Upon the perusal of the arguments during the application, you would think that the case was being heard afresh where parties were giving new evidence. Counsel for the appellant submitted that the judgment at page 35 provided that all subsequent amendments to the register were null and void and that the acreages of the parcels should be as they were in 1963 when the allottees got their respective parcels of land from the Settlement Fund Trustees. That the appellant was allotted 72 acres while the respondent had 49 acres.
That kind of submission points to the fact that the applicant would like to have an opportunity to re- litigate and not a review of the judgment. It would be an abuse of court process for a court to review a judgment and take additional evidence which questions the validity or the legitimacy of the judgement.
The question that we need to answer is whether an error apparent of the face of the record include errors of law as was held in the case of Nyamogo & Nyamogo vs. Kogo(2001) EA 174, where the Court of Appeal stated that;-
“An error apparent on the face of the record cannot be defined precisely or exhaustively, there being an element of indefiniteness inherent in its very nature, and it must be left to be determined judicially on the facts of each case. There is real distinction between a mere erroneous decision and an error apparent on the face of the record. Where an error on a substantial point of law stares one in the face, and there could reasonably be no two opinions, a clear case of error apparent on the face of the record would be made out. An error which has to be established by long drawn process of reasoning or on points where there may conceivably be two opinions, can hardly be said to be an error apparent on the face of the record. Again, if a view adopted by the court in the original record is a possible one, it cannot be an error or wrong view is certainly no ground for a review although it may be for an appeal.”
On the issue as to whether the trial Magistrate erred in finding that it was only Hon. G Kinuthia who could review the judgment, the procedure is clear that when a judge or a Magistrate has rendered a judgement, it is incumbent upon the said person to review it unless he or she is out of station, on transfer, no longer in service or deceased. On this limb I find that the Learned Trial Magistrate misconstrued the issue that only Hon. Kinuthia was the only person that could review the judgment. This finding does not give life to the appeal on review as what the applicant sought was a second bite to the cherry to reopen the case and come up with a different decision.
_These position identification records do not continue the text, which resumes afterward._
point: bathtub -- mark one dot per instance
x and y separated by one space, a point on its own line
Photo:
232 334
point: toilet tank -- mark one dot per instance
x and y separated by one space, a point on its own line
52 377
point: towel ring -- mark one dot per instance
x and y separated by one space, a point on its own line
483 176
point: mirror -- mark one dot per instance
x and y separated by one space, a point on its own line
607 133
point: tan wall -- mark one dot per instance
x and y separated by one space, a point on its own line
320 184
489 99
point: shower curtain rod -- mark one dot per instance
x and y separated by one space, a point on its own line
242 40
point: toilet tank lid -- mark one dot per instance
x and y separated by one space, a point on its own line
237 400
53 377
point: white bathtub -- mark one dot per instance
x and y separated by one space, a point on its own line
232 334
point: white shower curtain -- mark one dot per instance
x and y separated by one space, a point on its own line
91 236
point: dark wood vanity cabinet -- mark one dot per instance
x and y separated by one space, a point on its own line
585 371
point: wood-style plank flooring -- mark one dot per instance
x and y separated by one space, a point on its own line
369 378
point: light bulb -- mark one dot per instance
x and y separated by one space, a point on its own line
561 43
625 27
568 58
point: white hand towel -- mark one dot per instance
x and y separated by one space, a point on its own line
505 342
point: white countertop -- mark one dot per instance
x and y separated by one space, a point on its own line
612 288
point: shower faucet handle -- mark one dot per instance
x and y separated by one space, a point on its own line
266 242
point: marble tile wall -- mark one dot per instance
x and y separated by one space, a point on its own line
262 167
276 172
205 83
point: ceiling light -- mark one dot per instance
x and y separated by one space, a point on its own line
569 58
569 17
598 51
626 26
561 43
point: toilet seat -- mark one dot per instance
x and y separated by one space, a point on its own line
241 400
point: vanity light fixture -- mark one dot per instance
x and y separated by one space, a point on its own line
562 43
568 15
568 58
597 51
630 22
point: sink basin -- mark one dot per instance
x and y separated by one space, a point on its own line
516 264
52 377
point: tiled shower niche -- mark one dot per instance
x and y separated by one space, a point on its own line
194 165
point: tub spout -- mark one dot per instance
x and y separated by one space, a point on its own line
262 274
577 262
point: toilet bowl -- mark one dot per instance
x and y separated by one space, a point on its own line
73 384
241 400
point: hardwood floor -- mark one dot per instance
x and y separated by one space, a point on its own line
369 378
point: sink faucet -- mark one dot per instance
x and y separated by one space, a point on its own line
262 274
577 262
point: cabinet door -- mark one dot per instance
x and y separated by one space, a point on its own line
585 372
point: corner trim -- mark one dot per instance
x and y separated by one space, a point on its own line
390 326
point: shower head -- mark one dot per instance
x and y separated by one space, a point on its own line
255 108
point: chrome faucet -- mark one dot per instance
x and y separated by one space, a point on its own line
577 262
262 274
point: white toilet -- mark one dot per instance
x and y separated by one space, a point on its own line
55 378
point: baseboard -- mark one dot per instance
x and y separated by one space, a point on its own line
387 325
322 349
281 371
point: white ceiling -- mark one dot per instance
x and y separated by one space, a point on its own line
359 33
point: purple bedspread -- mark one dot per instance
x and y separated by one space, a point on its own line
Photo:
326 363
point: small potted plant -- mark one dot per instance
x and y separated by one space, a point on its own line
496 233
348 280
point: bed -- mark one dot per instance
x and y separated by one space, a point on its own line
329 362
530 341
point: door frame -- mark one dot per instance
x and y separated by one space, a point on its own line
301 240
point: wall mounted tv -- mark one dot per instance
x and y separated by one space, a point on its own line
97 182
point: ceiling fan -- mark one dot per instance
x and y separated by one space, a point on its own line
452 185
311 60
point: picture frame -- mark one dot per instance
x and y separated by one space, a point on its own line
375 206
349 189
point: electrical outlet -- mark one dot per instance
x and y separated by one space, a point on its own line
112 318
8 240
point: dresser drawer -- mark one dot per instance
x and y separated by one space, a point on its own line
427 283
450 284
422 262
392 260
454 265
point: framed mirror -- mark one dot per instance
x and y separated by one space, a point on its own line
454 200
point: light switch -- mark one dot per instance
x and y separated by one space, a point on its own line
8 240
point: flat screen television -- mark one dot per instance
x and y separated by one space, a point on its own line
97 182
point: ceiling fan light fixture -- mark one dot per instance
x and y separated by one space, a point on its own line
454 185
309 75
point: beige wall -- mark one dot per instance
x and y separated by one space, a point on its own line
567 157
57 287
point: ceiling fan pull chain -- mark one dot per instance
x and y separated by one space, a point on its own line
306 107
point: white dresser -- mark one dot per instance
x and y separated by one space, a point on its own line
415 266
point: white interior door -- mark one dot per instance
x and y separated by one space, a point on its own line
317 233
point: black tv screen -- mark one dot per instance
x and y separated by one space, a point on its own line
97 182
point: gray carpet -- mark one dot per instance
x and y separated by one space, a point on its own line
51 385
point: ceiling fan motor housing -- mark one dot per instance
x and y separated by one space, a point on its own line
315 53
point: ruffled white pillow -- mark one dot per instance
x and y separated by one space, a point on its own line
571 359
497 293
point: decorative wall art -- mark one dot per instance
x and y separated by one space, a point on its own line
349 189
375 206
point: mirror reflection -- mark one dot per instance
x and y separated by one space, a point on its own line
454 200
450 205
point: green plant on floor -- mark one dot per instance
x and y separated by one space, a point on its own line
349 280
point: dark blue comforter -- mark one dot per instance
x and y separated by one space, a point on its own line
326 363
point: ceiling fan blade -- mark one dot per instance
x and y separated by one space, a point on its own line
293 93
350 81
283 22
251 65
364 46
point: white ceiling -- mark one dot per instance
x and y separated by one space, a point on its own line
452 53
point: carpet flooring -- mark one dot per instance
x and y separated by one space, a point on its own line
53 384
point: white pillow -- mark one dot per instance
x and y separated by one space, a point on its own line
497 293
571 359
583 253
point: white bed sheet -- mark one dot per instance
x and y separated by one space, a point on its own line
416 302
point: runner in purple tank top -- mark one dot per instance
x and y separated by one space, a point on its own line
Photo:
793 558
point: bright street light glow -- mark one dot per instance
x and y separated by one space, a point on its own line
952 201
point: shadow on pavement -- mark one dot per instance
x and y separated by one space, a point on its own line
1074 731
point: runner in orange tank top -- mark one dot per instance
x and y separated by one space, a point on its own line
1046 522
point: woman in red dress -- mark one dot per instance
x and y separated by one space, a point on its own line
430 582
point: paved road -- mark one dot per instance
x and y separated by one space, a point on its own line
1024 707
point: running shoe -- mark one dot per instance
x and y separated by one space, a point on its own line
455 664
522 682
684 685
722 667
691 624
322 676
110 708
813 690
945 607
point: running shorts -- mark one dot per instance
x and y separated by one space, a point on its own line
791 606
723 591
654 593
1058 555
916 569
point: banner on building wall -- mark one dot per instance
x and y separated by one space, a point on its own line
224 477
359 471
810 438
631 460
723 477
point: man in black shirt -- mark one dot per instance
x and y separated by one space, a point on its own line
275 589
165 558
This would not have changed the position as regards principles of review as there was no error apparent of the face of the record. If the appellant was aggrieved by the decision, then he could have filed an appeal against the judgment that gave the appellant less acreage.
In Chittaley & Rao in the Code of Civil Procedure(4th Edn) Vol. 3, pg 3227 explains the distinction between a review and an appeal in the following words: -
“A point which may be a good ground of appeal may not be a ground for an application for review. Thus, an erroneous view of evidence or of law is no ground for a review though it may be a good ground for an appeal.”
The application also suffered from inordinate delay having been filed after 5 years from the date of the Judgment. The explanation given that the appellant changed advocates is not a sufficient reason to explain away the delay. The applicant also filed an application in the High court for extension of time to lodge an appeal out time which was dismissed with costs. Litigation must come to an end at some point.
I find that the appeal lacks merit and is therefore dismissed with costs to the respondent.